Eventuell ist im zeitigen Frühjahr auch eine Nachbehandlung gegen Klette oder Ackerfuchsschwanz mit einem Blattherbizid erforderlich. Sofern der kleinste Ackerfuchsschwanz dann schon 2 Blätter hat und man davon ausgehen kann, dass nichts mehr nachkommt, kann z.B. mit Axial 50 (reines Blattherbizid) behandelt werden. Der kleine Ackerfuchsschwanz muss getroffen werden (entsprechende Düsen verwenden).

 

Eine Behandlung gegen Blattläuse und Zikaden als Virusvektoren ist erst ab dem

2 bis 3-Blatt-Stadium der Gerste sinnvoll, hier ist evtl. eine separate Überfahrt notwendig. Kontrollieren Sie daher Ihre Bestände regelmäßig.



 Winterweizen, Triticale

Bei früher Aussaat, was dieses Jahr öfters der Fall ist, wird im Herbst ebenso eine Herbizidbehandlung empfohlen. Dabei kann wie bei der Wintergerste z.B. Herold SC (in Wintertriticale nur max. 0,5 l/ha zugelassen!), der Boxer Cadou SC Pack oder Bacara Forte + Cadou SC (Cadou Forte Set) eingesetzt werden. Da die Zulassung für Lexus ruht, darf es nach aktuellem Stand nicht eingesetzt werden.



 Einkürzung Winterraps

Die Rapsbestände sind trotz der Trockenheit recht gut aufgelaufen und befinden sich überwiegend im 5 bis 7-Blatt-Stadium. In solchen Beständen sollte, sofern noch nicht geschehen, bevor die Pflanzen überwachsen, ein Wachstumsregler eingesetzt werden. Dafür stehen verschiedene Fungizide zur Verfügung, wie z.B. Caramba, Folicur, Orius (Zulassung erst ab 6-Blatt-Stadium!), Tilmor oder Toprex. Die Aufwandmenge liegt je nach Entwicklungsstadium und Mittel bei 0,5 bis 1,0 l/ha. Bei noch kleinen Beständen kann es auch Sinn machen eine Vorlage mit einer Teilmenge zu fahren und dann später bei Bedarf nochmal nachzukürzen. Mischungen innerhalb der Produkte sind möglich. Ebenso kann auch ein Mittel gegen Ungräser und Ausfallgetreide, wie z.B. Agil-S, zugesetzt werden. Eine Beimischung von Select + Öl ist bei bereits gestressten Beständen aus Sicht der Verträglichkeit etwas kritischer zu sehen. Achten Sie auch auf eine gute Bor-Versorgung, um den Bestand für den Winter zu stärken.

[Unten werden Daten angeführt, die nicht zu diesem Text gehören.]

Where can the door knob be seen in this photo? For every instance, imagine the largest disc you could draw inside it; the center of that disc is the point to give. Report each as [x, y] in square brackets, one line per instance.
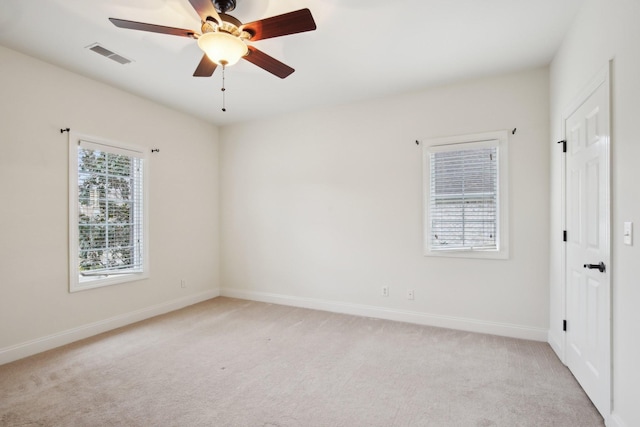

 Gewässerabstand und Hangneigung

Die Gebrauchsanleitung des jeweiligen Produktes hinsichtlich Gewässerabstand und Hangneigung ist in jedem Fall zu beachten!

 

Das LTZ hat das neue Merkblatt Nr. 36 „Gewässerrandstreifen in Baden Württemberg“ veröffentlicht. Sie finden dies unter www.ltz-bw.de - Service - Schriftenreihen - Merkblätter für die umweltgerechte Landbewirtschaftung



 Schnecken

Kontrollieren Sie insbesondere in pfluglos bestellten Flächen nach der Aussaat ihre Bestände und legen Sie am besten Kontrollstellen mit Schneckenkorn an. Streuen Sie bei Befall mit Schneckenkorn ab.



 Maiszünsler und Fusarium

In diesem Jahr trat der Maiszünsler verstärkt auf (abgeknickte Fahnen, Bohrlöcher mit austretendem Bohrmehl). Eine Zerkleinerung der Maisstoppeln durch Mulchen zerstört den Maiszünsler, der sich zur Überwinterung dort zurückgezogen hat und verringert auch die Ausbreitung von Fusarium im Frühjahr.